1/6. Au sein des séries Leçons d’Ukraine et Les Alpes du Futur, vous avez senti poindre mon attrait particulier pour les matières-premières. A l’Est, un sous-sol riche en gaz et en pétrole, des terres noires propices à la culture du blé ; dans les Alpes, l’abondance proverbiale de l’eau, sous sa forme solide (la neige skiable) ou liquide (l’hydroélectricité).
Là-bas comme ici, l’exploitation massive et abusive de telle ou telle matière-première produit des économies dépendantes et des sociétés fragiles. Quant aux pouvoirs politiques, ils ont été et demeurent souvent des gestionnaires de la rente.
C’est une évidence de dire que les matières-premières sont “partout”. Ainsi les actualités politiques, économiques et écologiques sont-elles saturées de pétrole et de gaz, de lithium et de métaux rares, d’or et d’argent, d’eau et de neige, de bois et de charbon, de pierre et de ciment.
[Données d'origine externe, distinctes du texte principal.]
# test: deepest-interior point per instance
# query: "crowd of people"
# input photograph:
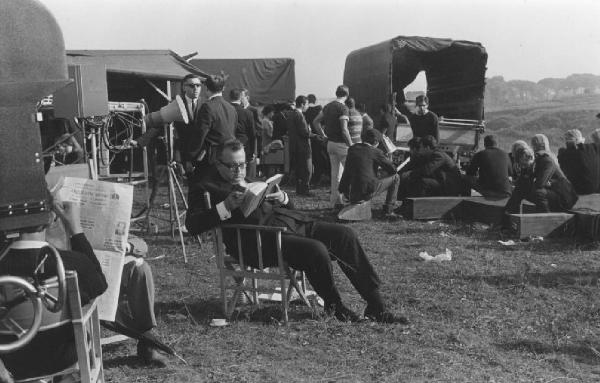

Toutefois, on en parle plutôt de manière indirecte et moralisante. Les matières-premières, c’est surtout une question de pénurie, d’inflation, de pollution ou de trafic. En bref, parler des matières-premières, avant tout, c’est disserter de leurs “externalités négatives”.
2/6. Pour y voir plus clair, l’Histoire n’est pas d’un grand secours. Une bonne partie de la corporation brûle son énergie (et sa jeunesse motivée) dans des commissions de recrutement (sensiblement opaques), des colloques (où l’on somnole) et des articles à comité de lecture (que presque plus personne ne lit). Tout en s’effondrant sur elle-même, cette énergie don quichottesque n’est plus disponible pour rendre compte des pulsations du monde contemporain.
Le champ est laissé en libre pâture aux conteurs “grand public”. Il faut bien se le dire : ceux qui chantent “la grande et la petite histoire” ne sont pas des historiens et ils ne font pas de l’Histoire. Oscillant entre la fonction de valet et de troubadour, ils racontent “des” histoires. Ils enchaînent les anecdotes plaisantes, les mystères et les secrets. Rien de plus.
Et puis, un matin de février 2022, on se rend compte que notre système économique, et donc une partie du “pacte social” et des équilibres politiques, reposent sur des tuyaux au fond de la Baltique.